A Bruce exercise test involved walking on a treadmill while the heart was monitored by an electrocardiograph with various electrodes attached to the body. Ventilation volumes and respiratory gas exchanges were also monitored, before, during and after exercise. Because the treadmill speed and inclination could be adjusted, this physical activity was tolerated by most patients.
Initial experiments involved a single-stage test, in which subjects walked for 10 minutes on the treadmill at a fixed workload. Bruce's first paper on treadmill exercise tests, published in 1949, analyzed minute-by-minute changes in respiratory and circulatory function of normal adults and patients with heart or lung ailments.
In 1950 Bruce joined the University of Washington, where he continued research on the single-stage test, particularly as a predictor of the success of surgery for valvular or congenital heart disease. Later he developed the multistage test, consisting of several stages of progressively greater workloads.
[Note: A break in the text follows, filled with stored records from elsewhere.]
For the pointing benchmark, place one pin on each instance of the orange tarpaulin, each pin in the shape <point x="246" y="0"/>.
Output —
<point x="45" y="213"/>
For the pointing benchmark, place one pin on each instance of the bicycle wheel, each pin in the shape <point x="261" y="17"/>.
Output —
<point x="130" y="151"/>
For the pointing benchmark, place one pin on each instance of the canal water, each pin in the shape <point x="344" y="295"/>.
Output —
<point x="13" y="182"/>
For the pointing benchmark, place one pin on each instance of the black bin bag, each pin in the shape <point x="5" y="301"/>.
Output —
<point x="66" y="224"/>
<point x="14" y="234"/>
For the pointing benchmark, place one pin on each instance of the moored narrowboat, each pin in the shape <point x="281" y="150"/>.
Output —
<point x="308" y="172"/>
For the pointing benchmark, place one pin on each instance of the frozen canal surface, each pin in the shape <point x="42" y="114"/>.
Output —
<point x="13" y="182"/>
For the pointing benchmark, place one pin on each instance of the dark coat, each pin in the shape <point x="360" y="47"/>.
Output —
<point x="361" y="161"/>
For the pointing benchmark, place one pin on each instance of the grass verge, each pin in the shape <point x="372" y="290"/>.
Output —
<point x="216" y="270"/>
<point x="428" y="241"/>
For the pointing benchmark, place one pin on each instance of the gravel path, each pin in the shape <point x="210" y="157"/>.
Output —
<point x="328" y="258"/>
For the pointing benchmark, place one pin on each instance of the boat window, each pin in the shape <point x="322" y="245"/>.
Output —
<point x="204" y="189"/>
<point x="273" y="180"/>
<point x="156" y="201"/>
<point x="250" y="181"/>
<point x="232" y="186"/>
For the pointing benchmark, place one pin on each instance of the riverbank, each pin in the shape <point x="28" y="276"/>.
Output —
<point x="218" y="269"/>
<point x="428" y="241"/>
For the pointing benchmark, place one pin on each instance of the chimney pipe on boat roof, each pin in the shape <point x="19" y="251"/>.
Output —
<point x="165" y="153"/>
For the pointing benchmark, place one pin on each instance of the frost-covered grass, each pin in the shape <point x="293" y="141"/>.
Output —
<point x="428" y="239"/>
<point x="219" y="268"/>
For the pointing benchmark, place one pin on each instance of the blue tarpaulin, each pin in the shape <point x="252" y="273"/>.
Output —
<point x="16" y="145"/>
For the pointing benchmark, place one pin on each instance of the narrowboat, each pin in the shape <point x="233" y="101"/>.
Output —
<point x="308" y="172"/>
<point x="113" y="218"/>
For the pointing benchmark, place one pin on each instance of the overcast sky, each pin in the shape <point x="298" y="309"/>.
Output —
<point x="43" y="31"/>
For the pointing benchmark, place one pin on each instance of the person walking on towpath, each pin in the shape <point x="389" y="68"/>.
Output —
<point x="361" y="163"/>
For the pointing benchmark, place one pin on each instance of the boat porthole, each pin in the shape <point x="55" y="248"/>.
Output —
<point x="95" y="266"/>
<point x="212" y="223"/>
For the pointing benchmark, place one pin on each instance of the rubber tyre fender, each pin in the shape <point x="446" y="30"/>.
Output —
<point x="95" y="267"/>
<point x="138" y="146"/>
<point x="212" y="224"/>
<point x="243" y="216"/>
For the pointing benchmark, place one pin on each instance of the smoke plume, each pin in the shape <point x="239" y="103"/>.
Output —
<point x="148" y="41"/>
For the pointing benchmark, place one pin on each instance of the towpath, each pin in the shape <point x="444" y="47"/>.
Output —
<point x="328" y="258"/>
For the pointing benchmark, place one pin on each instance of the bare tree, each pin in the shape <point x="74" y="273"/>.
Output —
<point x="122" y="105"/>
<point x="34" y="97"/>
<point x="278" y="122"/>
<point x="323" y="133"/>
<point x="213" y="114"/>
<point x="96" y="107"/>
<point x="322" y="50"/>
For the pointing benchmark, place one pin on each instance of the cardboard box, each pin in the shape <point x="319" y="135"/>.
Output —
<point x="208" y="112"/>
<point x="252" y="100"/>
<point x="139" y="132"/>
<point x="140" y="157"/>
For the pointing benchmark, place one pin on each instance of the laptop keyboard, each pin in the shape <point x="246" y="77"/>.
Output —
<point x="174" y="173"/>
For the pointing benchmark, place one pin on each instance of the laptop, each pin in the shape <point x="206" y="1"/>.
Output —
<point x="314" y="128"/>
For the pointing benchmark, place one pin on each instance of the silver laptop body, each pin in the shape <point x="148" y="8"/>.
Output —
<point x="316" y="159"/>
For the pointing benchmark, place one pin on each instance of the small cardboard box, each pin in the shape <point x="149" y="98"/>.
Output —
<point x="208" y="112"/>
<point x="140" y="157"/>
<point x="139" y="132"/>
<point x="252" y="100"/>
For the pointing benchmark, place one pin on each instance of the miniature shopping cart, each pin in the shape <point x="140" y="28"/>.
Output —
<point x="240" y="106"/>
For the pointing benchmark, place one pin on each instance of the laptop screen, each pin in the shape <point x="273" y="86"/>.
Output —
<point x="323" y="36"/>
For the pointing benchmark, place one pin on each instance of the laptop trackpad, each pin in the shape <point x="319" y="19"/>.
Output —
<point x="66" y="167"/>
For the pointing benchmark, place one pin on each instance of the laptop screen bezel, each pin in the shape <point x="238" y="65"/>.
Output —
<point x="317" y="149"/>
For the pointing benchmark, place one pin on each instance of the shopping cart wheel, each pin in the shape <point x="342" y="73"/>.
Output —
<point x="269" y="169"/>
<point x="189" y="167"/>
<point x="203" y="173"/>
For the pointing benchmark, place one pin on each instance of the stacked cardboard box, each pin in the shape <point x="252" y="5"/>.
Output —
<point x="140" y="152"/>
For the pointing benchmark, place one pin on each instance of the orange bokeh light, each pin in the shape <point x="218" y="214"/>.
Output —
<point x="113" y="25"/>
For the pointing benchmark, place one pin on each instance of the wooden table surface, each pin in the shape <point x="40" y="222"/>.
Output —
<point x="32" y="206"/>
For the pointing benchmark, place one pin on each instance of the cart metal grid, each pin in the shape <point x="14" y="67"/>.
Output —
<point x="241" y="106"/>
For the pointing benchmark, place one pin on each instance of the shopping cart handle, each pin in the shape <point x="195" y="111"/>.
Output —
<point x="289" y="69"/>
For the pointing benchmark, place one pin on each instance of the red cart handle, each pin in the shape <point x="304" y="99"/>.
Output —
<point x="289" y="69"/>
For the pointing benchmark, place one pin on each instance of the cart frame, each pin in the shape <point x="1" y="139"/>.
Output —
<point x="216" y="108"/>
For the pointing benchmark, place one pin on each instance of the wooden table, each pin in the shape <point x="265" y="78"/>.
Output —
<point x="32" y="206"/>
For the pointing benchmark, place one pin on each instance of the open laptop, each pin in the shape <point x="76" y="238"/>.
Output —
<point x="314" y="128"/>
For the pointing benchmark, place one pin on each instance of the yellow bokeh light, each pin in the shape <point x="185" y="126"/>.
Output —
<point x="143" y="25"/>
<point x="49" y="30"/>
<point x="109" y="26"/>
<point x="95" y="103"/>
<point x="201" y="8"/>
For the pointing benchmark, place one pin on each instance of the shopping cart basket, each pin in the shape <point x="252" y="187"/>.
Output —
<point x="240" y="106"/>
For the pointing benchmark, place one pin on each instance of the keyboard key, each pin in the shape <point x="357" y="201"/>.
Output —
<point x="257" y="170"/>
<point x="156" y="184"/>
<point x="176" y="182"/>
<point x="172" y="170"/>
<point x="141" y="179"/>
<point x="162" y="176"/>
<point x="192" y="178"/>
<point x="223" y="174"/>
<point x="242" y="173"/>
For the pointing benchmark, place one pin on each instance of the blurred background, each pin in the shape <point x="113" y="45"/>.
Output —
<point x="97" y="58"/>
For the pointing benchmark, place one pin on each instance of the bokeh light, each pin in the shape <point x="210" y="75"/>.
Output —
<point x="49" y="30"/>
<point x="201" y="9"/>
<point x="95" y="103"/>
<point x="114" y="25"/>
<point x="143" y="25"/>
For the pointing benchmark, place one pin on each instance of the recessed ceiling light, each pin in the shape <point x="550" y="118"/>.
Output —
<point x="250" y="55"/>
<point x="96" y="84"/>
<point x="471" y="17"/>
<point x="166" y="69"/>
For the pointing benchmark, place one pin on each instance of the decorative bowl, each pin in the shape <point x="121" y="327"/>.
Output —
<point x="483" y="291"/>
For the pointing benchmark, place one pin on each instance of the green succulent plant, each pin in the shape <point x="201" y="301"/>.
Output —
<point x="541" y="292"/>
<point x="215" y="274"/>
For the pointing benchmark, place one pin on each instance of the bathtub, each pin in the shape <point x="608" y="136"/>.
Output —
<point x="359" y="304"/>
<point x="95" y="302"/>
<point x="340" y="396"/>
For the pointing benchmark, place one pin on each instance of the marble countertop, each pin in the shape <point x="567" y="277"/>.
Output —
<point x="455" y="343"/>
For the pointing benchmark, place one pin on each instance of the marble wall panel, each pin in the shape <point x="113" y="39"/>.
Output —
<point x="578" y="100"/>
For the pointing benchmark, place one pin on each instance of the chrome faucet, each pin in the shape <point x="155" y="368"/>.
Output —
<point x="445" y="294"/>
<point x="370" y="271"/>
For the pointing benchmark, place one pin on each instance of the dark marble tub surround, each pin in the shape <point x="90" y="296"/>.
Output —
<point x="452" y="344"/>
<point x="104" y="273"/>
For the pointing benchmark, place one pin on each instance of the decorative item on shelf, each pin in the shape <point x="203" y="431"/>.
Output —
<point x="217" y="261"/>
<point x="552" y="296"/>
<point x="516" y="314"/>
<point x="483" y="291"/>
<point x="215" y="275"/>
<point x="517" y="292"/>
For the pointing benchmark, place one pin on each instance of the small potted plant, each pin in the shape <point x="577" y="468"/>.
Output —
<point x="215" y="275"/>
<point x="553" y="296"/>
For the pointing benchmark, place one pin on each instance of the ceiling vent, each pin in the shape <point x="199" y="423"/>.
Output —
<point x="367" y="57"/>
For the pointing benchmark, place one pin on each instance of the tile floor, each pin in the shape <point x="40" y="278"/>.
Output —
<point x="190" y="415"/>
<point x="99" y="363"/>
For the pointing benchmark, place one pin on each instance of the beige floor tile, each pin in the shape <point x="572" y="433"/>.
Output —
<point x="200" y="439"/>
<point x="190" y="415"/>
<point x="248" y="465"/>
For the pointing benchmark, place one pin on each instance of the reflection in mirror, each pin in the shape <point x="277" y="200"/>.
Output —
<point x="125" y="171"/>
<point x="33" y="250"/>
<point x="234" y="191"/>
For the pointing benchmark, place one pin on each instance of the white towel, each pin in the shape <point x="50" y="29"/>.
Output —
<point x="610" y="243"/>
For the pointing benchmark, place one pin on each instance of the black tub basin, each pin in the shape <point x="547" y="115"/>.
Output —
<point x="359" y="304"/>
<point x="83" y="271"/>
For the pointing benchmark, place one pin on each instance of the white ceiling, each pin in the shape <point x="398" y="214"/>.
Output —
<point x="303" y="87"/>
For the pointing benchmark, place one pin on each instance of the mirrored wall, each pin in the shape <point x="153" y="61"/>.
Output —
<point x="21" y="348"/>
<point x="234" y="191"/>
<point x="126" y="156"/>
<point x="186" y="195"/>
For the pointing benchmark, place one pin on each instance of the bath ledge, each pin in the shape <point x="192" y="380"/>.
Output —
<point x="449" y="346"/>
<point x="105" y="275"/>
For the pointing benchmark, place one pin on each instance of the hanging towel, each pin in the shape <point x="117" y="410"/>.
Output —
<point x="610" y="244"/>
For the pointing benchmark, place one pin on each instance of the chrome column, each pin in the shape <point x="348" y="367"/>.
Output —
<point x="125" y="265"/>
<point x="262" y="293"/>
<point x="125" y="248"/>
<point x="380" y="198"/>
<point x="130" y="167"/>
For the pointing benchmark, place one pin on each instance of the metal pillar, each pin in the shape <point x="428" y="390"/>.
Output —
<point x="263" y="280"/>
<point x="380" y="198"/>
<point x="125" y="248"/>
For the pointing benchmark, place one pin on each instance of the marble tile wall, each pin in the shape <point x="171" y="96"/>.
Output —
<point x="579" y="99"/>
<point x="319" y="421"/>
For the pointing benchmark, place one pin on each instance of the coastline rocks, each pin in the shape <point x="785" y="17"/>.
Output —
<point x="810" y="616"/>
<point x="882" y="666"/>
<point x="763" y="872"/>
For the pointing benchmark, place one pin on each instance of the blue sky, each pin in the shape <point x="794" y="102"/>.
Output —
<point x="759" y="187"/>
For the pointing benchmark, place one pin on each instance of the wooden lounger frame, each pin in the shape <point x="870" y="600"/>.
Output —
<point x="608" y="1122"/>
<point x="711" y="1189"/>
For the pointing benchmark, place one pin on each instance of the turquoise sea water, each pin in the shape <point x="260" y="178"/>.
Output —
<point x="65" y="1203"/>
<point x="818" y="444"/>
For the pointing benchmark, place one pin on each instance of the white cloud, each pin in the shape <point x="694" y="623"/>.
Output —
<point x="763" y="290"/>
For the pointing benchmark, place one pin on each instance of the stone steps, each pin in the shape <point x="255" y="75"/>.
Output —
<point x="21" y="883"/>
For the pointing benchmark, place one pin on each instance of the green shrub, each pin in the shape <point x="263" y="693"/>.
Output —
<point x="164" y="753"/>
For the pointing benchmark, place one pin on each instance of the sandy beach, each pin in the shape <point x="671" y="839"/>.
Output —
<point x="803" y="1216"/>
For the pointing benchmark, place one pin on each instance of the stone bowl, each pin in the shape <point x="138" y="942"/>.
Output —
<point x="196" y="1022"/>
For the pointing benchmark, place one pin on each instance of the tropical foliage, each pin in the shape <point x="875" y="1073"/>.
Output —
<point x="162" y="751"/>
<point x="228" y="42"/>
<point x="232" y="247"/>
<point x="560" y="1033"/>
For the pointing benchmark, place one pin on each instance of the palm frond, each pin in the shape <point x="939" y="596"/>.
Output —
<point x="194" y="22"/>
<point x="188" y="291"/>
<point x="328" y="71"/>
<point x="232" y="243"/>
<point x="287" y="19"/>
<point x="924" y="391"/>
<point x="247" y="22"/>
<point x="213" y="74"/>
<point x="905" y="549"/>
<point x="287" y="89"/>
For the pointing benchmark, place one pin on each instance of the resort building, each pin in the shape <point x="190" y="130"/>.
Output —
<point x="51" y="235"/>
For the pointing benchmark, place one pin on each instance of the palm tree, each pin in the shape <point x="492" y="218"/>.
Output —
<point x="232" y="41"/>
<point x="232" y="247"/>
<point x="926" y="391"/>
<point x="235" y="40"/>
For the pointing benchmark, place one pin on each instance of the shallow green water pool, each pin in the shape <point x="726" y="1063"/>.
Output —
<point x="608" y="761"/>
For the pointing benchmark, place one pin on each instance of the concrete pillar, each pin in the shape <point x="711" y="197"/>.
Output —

It was this multistage test, a description of which was first published in 1963, that became known as the Bruce Protocol. In the initial paper, Bruce reported that the test could detect signs of such conditions as angina pectoris, a previous heart attack, or a ventricular aneurysm. Bruce his and colleagues also demonstrated that exercise testing was useful in screening apparently healthy people for early signs of coronary artery disease.
The Seattle Heart Watch program demonstrated the feasibility and safety of the Bruce Protocol. It also demonstrated that it was a powerful prognostic tool.
As well as a scientific researcher, Bruce was also a clinician and a teacher. There is now a Robert A. Bruce Endowed Chair in Cardiovascular Research at the University of Washington.